I slapped her thigh. "And," I said, "on your thigh you wear the brand of the four bosk horns"

"I’m yours," she said, "like a bosk!"

"Oh," she cried, as I dropped her back to the rug.

She looked up at me, her eyes mischievous. "I’m free," she said.

"Apparently," I said, "you have not learned the lesson of the collar."

She laughed merrily.
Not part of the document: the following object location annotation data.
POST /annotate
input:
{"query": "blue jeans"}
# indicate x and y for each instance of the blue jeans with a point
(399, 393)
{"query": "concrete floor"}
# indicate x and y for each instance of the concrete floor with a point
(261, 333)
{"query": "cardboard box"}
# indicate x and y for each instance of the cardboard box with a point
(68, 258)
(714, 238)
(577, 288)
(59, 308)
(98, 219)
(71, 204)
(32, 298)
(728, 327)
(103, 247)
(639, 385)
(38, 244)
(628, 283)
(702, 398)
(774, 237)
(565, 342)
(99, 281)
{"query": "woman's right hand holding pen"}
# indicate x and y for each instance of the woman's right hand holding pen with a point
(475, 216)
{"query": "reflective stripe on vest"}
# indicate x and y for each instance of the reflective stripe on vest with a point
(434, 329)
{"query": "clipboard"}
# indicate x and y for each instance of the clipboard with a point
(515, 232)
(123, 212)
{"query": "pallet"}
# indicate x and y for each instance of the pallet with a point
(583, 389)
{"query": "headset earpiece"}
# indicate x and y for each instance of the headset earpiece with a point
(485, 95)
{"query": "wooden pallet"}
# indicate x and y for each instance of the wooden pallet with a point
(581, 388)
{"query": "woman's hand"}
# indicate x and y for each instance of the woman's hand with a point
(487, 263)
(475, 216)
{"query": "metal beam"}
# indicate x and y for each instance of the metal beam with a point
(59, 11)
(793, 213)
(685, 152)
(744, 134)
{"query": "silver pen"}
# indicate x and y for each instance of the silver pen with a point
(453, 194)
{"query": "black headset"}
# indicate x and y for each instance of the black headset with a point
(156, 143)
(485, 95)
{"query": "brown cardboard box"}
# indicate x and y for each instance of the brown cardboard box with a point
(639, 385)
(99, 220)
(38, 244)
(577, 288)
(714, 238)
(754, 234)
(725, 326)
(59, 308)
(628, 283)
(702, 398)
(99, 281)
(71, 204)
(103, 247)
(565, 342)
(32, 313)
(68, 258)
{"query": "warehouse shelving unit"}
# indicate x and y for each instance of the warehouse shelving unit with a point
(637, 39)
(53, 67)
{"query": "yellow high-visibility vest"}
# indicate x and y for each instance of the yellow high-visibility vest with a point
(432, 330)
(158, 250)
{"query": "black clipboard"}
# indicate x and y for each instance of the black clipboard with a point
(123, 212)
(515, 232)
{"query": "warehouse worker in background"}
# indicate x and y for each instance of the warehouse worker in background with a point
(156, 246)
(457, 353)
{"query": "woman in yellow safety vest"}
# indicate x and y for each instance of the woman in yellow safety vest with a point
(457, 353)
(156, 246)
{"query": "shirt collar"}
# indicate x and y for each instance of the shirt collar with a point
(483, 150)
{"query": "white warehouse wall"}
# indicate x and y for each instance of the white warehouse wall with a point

Then she lifted her arms and put them about my neck, and lifted her lips to mine, tenderly, delicately. "This slave girl," she said, "has well learned the lesson of her collar."

I laughed.

She kissed me again. "Vella of Gor," said she, "loves master."

"And what of Miss Elizabeth Cardwell?" I inquired.

"That pretty little slave" said Elizabeth, scornfully.

"Yes," I said, "the secretary."

"She is not a secretary," said Elizabeth, "she is only a little Gorean slave."

"Well," said I, "what of her?"

"As you may have heard," whispered the girl, "Miss Elizabeth Cardwell, the nasty little wench, was forced to yield herself as a slave girl to a master."

"I had heard as much," I said.

"What a cruel beast he was," said the girl.

"What of her now?" I asked.

"The little slave girl," said the girl scornfully, "is now madly in love with the beast."

"What is his name?" I asked.

"The same who won the surrender of proud Vella of Gor," said she.

"And his name?" I asked.

"Tarl Cabot," she said.

"He is a fortunate fellow," I remarked, "to have two such women."

"They are jealous of one another," confided the girl.

"Oh?" I asked.

"Yes," she said, "each will try to please her master more than the other, that she will be his favourite."

I kissed her.

"I wonder who will be his favourite?" she asked.

"Let them both try to please him," I suggested, "each more than the other."

She looked at me reproachfully. "He is a cruel, cruel master," she said.

"Doubtless," I admitted.

For a long time we kissed and touched. And from time to time, during the night, each of the girls, Vella of Gor and the little barbarian, Miss Elizabeth Cardwell, begged, and were permitted, to serve the pleasure of their master. Yet he, unprecipitate and weighing matters carefully, still could not decide between them.

It was well toward morning, and he was nearly asleep, when he felt them against him, their cheek pressed against his thigh. "Girls," mumbled he, "do not forget you wear my steel."

"We will not forget," they said.

And he felt their kiss.

"We love you," said they, "Master."

He decided, falling asleep, that he would keep them both slave for a few days, if only to teach them a lesson. Also, he reminded himself, it is only a fool who frees a slave girl.